Back in the USA, T-Mobile is also promoting FWA for rural customers, but currently over midband rather than mmWave. In April 2021, the operator launched its 5G FWA service in every US state except Alaska, as a sequel to its LTE FWA pilot with 20m households in 450 towns in October 2020. The target was, initially, subscribers cut off by AT&T’s discontinuation of DSL home broadband, but now includes ongoing rural subscribers of fixed broadband services as well with an offering costing $60 per month and access to 5G where available, reaching 30m households.
The latest marketing assault, though, also encompasses traditional mobile, with T-Mobile aiming to deliver complete broadband packages including roaming as well as home access. It is really a tactical move to mop up as many customers as possible before Verizon and AT&T get going with the 3.7-4.2 GHz C-band spectrum acquired in the world’s most expensive auction so far, concluding early 2021 and raising $81bn.

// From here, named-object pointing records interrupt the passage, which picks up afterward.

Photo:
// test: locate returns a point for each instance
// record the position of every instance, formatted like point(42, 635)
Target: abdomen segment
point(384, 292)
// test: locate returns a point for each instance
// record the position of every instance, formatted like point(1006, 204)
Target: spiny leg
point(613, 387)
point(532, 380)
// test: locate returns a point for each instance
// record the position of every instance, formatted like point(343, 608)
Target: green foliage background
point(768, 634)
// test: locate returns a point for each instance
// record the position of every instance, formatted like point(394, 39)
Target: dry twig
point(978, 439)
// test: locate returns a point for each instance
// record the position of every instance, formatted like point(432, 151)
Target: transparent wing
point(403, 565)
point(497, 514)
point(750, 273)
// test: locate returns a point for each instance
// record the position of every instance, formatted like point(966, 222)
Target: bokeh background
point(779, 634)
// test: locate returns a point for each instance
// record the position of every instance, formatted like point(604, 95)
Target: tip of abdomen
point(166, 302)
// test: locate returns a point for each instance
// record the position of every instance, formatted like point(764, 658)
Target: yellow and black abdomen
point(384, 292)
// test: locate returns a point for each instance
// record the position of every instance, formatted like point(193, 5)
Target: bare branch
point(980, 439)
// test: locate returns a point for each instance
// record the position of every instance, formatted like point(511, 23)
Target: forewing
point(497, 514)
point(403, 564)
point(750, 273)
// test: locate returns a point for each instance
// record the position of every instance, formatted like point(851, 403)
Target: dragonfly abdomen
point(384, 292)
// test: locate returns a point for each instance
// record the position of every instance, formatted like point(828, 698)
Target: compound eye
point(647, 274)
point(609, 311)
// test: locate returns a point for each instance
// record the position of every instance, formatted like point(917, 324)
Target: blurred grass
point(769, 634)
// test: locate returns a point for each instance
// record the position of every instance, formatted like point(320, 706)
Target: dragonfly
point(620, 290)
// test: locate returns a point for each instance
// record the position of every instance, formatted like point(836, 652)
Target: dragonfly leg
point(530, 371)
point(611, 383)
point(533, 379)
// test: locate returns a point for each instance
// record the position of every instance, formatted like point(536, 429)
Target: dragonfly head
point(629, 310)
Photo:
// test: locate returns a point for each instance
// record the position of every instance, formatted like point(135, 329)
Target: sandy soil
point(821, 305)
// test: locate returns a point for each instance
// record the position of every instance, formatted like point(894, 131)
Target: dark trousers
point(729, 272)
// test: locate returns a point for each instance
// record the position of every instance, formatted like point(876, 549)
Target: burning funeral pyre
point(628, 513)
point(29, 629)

T-Mobile has to tread a delicate balancing act here to avoid being accused of hypocrisy, having acquired some C-band spectrum itself in that auction. It is true that its holding is relatively small at around 10% of the total, Verizon having over half after spending $45.5bn in a desperate attempt to catch up in terms of total holdings for 5G. Even after that, Verizon still lags behind T-Mobile in overall spectrum ownership below 6 GHz, although it is well ahead in the mmWave.
The point here is that a large proportion of Verizon’s C-band winnings are in the A Block, becoming commercially available by the end of 2021, while T-Mobile’s are in the B and C Blocks, which will not be active until around 2023. This discrepancy in timing reflects concessions to satellite platforms, giving them time to move services clear of that spectrum.
At least that gave T-Mobile CEO Mike Sievert room to express his nuanced view of the C-band from the rural 5G perspective. “If you have to build out a C-Band network to match a 2.5 GHz built midband network, you’re looking at probably up to a 50% increase in density,” he said. “Don’t get me wrong, we spent a lot of money on C-band. We’ll be deploying that to supplement on top of a great 2.5 GHz layer. But it’s hard to believe that you’re going to be able to, with the density and the numbers that have been talked about by our competition … compete with the footprint and the breadth of coverage that T-Mobile is going to provide on 5G.”
Meanwhile, Sievert admitted that T-Mobile was involved in a mad dash to exploit this window of opportunity ahead of C-band deployment, especially to plug rural coverage gaps. More widely, rural coverage will be a big focus of 5G and with the help of beamforming there are hopes that the digital deficit can be reduced, even though it can never be eliminated entirely.